CDU kritisiert Ablehnung ihres Antrags zur Kostentransparenz

Hier kann man mit Matthias Kollatz übereinstimmen. Berlins Finanzsenator von der SPD schreibt im Vorwort der neuesten Ausgabe der Broschüre „Was kostet wo wie viel?“: „Digital soll sie sein, leistungsfähig, effizient und schnell – das sind nur einige der Erwartungen, die öffentliche Verwaltung heute erfüllen muss."

Unbequemer Antrag

Der von der CDU-Fraktion Tempelhof-Schöneberg schon im November 2019 eingebrachte Antrag, der Kostentransparenz im Bezirk fordert, wurde nach zäher Prozedur schließlich abgelehnt. Der Antrag wurde zunächst in den Hauptausschuss überwiesen, stand diverse Male auf der Tagesordnung, wurde vertagt, bevor er schließlich abgelehnt wurde.

Warum ist das "Knöllchen" teurer als anderswo?

Der CDU-Bezirksverordnete Christian Zander erläutert: „Wir wollten vom Bezirksamt nachvollziehbar erklärt bekommen, aus welchen Gründen es die Abweichungen zu den Kosten der anderen Bezirke gibt, ohne auf Datenbanken oder andere umfangreiche Berichte verwiesen zu werden.“ Warum also beispielsweise das „Knöllchen“, eine An-, Ab- oder Ummeldung, eine Eheschließung, die Betreuung eines Kindes in einer Kita, ein Schulplatz in einer Grundschule, eine Schuldnerberatung, die Pflege eines Straßenbaums oder die Instandsetzung eines Quadratmeters Straße in Tempelhof-Schöneberg teurer ist als anderswo.

Analysieren, Handlungsbedarf ableiten


Das Bezirksamt sollte aufgefordert werden, alljährlich und erstmals in diesem Januar in einer Stellungnahme die für den Bezirk ausgewiesenen Zahlen, insbesondere Abweichungen zum Vorjahreswert und zu den Zahlen aus den anderen Bezirken zu erläutern und zu kommentieren.

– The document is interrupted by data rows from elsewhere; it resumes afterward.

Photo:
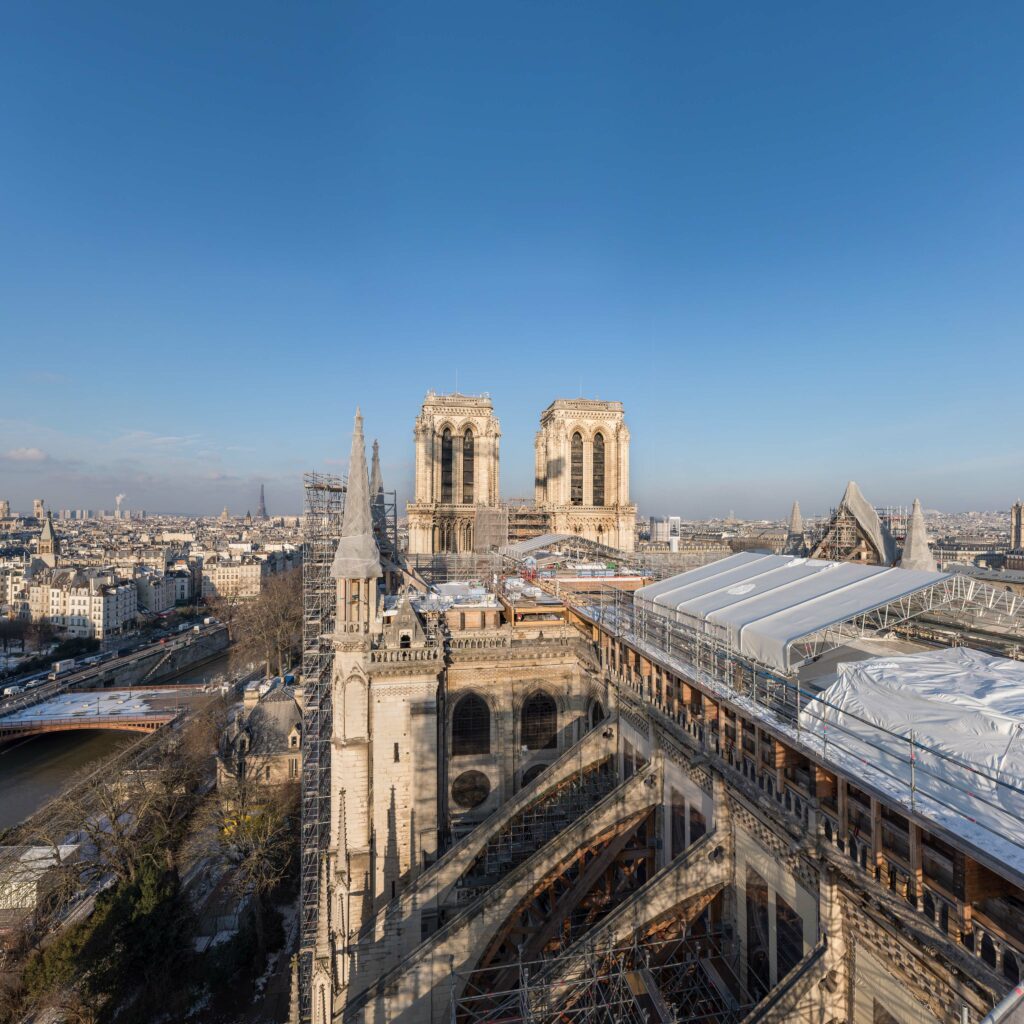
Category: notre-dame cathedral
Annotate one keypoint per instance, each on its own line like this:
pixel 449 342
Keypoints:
pixel 582 473
pixel 643 801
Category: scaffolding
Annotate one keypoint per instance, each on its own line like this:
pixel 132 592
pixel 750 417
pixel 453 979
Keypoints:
pixel 537 824
pixel 492 530
pixel 686 980
pixel 325 505
pixel 384 509
pixel 446 567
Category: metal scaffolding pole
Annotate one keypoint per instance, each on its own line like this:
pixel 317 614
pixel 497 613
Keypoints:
pixel 325 504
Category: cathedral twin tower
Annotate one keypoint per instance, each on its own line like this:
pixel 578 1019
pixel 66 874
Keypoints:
pixel 582 481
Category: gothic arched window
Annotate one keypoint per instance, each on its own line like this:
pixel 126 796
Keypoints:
pixel 446 467
pixel 540 723
pixel 471 726
pixel 576 465
pixel 467 467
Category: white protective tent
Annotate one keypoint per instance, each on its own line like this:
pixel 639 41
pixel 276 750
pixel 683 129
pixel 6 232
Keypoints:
pixel 966 709
pixel 765 602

Es bedürfe zusätzlicher Informationen, um die Werte besser einzuordnen und daraus gegebenenfalls einen Handlungsbedarf abzuleiten, so die Antragsteller aus der CDU-Fraktion, Petra Dittmeyer, Sprecherin für Rechnungsprüfung, und Daniel Dittmar, Fraktionsvorsitzender und Sprecher für Bürgerdienste und Ordnungsangelegenheiten.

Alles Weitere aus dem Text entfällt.